Geblaat avatar Jun 12 '22 09:06 Geblaat

I had the same problem. Though I did not remove the drive. It started randomly after a clean shutdown of Qubes. Also the GPT was corrupted. After repairing it (backup GPT was fine) the BIOS did not found the boot entry.

Your fix helped. Updating the BIOS didn't.

Hardware data: TUXEDO Pulse 14 BIOS: Vendor: American Megatrends Inc. Version: N.1.07.A05 Release Date: 04/25/2022

Rot127 avatar Oct 12 '22 23:10 Rot127

Also shouldn't https://www.qubes-os.org/doc/uefi-troubleshooting/#boot-device-not-recognized-after-installing get updated (with something like the above)? The instructions seem no longer up to date. Is this correct (@kulinacs)?

Rot127 avatar Oct 12 '22 23:10 Rot127

Also shouldn't https://www.qubes-os.org/doc/uefi-troubleshooting/#boot-device-not-recognized-after-installing get updated (with something like the above)? The instructions seem no longer up to date. Is this correct (@kulinacs)?

In case you (or any others reading this) are not already aware, the documentation is a community effort, and everyone is welcome to contribute. (That's how things like this get updated!) So, if you'd like to get involved with the project, this is a great way to do it. You can read more about how to submit documentation changes here:

https://www.qubes-os.org/doc/how-to-edit-the-documentation/

You may also be interested in the documentation style guide:

https://www.qubes-os.org/doc/documentation-style-guide/

andrewdavidwong avatar Oct 13 '22 06:10 andrewdavidwong

After using another drive and then unplugging it, and plugging the Qubes drive back, there was no detectable boot source.

This is how many UEFI implementations behave - if you unplug the disk, UEFI removes boot entries that were associated with that disk. Personally I think it's annoying and wrong, but there isn't really much we can do here, besides improving documentation how to deal with it.

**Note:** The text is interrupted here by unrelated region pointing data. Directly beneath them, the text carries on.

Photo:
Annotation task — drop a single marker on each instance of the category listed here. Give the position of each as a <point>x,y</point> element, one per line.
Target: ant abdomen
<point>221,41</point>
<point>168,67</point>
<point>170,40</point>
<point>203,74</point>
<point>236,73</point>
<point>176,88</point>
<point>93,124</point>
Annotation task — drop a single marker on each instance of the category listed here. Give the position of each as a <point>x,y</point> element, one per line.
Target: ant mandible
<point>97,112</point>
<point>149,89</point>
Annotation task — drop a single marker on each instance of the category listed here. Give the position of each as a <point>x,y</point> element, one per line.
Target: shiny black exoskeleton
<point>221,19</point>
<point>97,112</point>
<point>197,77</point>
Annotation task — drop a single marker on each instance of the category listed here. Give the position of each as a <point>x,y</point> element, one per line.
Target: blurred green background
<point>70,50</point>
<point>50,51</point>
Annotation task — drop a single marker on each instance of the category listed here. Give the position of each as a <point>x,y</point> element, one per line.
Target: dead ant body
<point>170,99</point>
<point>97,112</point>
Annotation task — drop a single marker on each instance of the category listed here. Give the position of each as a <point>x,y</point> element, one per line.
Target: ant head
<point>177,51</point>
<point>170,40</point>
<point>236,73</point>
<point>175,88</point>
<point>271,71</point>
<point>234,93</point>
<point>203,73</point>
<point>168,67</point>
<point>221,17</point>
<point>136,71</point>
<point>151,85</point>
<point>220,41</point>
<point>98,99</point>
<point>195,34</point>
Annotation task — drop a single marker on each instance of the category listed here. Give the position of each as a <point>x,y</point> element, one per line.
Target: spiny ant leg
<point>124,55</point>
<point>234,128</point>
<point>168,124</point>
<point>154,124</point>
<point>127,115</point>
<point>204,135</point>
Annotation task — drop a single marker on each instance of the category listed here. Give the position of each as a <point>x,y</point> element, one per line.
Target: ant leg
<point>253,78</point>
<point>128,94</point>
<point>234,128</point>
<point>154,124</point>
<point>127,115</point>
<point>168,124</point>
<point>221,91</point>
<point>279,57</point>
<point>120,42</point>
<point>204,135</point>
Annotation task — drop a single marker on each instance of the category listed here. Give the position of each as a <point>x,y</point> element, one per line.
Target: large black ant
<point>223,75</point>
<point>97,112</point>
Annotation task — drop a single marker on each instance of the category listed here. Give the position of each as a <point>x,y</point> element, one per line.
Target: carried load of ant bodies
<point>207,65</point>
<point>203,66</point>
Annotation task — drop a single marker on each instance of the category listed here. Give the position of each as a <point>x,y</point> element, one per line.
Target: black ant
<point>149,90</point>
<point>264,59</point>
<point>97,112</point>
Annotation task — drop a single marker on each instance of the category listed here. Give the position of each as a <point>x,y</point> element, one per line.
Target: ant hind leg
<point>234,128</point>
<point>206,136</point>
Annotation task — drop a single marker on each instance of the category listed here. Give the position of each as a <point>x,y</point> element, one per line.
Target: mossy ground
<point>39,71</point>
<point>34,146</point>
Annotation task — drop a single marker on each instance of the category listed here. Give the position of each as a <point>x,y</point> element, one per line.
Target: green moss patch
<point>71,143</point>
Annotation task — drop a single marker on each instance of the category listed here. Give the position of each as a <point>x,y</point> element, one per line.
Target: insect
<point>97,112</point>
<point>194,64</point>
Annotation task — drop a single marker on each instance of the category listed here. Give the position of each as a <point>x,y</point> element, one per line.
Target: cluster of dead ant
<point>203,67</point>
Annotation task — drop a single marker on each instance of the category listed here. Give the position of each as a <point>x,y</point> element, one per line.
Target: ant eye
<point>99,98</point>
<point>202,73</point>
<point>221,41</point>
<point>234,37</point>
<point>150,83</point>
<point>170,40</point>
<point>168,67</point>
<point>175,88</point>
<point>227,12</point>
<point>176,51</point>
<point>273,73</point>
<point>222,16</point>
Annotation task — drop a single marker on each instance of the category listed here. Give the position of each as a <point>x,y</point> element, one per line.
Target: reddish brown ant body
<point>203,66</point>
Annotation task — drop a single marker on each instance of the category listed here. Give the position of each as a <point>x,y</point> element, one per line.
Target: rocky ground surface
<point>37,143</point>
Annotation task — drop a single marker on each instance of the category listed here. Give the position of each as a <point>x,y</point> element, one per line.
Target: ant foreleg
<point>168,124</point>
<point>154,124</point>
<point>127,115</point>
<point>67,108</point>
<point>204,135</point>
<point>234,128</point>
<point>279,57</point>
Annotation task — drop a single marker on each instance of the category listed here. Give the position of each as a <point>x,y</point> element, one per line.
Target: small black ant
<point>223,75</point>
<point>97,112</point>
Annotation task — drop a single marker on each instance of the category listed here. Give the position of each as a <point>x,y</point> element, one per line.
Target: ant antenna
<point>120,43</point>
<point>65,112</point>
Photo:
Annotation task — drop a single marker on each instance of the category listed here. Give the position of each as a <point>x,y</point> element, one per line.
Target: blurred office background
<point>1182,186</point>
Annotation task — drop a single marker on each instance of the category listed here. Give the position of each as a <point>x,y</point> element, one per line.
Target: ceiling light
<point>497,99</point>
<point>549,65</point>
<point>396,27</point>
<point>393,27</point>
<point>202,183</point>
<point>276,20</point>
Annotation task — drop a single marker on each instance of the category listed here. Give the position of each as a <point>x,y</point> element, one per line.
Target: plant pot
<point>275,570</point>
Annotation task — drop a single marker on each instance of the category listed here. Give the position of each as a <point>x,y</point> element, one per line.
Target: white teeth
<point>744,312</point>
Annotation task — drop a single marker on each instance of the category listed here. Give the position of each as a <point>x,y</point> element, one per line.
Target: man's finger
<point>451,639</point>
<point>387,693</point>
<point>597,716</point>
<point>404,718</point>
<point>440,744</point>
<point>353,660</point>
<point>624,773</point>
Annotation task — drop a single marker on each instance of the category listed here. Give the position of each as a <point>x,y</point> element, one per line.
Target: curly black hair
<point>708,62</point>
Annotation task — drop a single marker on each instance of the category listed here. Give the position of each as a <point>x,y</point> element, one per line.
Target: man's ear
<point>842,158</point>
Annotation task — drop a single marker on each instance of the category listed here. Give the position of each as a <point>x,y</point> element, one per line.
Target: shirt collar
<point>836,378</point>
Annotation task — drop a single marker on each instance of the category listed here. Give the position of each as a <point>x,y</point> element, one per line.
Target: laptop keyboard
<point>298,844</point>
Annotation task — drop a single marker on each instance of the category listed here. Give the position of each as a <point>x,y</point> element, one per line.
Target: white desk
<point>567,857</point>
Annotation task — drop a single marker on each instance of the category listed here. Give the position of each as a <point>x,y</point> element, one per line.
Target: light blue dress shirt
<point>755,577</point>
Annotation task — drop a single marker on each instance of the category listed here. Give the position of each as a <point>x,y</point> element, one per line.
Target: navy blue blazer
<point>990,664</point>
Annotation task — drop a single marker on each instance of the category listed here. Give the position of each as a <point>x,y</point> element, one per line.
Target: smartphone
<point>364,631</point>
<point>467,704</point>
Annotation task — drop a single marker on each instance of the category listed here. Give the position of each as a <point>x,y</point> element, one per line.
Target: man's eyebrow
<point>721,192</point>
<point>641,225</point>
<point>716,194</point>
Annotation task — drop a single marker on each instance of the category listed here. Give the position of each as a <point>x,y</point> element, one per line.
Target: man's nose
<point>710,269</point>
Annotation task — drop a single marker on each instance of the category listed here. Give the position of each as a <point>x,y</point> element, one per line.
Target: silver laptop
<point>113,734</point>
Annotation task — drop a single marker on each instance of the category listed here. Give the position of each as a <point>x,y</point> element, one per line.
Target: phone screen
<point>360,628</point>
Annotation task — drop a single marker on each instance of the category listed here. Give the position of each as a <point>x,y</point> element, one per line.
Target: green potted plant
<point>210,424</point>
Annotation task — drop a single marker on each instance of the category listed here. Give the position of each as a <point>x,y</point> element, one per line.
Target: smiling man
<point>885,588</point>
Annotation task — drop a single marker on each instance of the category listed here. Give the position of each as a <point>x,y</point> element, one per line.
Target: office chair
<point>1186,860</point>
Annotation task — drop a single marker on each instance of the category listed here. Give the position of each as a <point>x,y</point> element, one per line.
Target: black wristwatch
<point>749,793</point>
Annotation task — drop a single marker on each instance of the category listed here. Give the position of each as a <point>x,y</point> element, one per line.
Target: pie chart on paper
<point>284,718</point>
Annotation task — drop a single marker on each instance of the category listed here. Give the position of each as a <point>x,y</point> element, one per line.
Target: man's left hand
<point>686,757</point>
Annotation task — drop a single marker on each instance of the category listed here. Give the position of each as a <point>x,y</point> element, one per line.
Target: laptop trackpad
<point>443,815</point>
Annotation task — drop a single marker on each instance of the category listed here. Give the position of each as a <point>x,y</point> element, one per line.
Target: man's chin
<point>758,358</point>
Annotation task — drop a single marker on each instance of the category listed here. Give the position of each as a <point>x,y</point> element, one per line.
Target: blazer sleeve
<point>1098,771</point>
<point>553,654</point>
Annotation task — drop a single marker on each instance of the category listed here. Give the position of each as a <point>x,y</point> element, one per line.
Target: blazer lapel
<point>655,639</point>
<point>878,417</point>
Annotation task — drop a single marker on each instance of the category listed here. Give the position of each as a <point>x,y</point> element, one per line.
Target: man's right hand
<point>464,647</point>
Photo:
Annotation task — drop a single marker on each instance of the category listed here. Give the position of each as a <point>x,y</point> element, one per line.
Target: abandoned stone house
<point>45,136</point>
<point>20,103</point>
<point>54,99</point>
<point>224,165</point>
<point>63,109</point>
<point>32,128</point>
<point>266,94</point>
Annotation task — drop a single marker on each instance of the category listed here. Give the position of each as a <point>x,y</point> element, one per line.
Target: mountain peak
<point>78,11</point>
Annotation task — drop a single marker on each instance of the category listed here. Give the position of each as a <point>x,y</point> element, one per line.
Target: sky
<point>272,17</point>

marmarek avatar Aug 26 '23 23:08 marmarek

there isn't really much we can do here, besides improving documentation how to deal with it

Converted this to a documentation issue.

andrewdavidwong avatar Aug 27 '23 05:08 andrewdavidwong

there isn't really much we can do here

How about automatically creating a startup.nsh file on the root of the EFI partition, containing just the line

\EFI\qubes\grubx64.efi

That way even if the boot entry for Qubes OS is missing, as long as the system is configured to fall back on a UEFI Shell (and it's not preempted by another boot entry) it would still boot Qubes OS after a 5 second countdown.

ArchWiki claims that this "will work with almost all UEFI firmware versions you may encounter in real hardware". (Not with a stock T420 though, because that doesn't even have a UEFI Shell yet.)

rustybird avatar Nov 21 '23 13:11 rustybird

How about automatically creating a startup.nsh file on the root of the EFI partition, containing just the line

I like the idea. PR welcome :) (somewhere in core-admin-linux?)

marmarek avatar Nov 21 '23 13:11 marmarek

somewhere in core-admin-linux?

Or the grub2-efi-<arch> package in qubes-grub2.git, so that the line could be generated using

\EFI\%{efi_vendor}\%{grubefiname}

rustybird avatar Nov 21 '23 16:11 rustybird

The referenced git commit implies that this was implemented?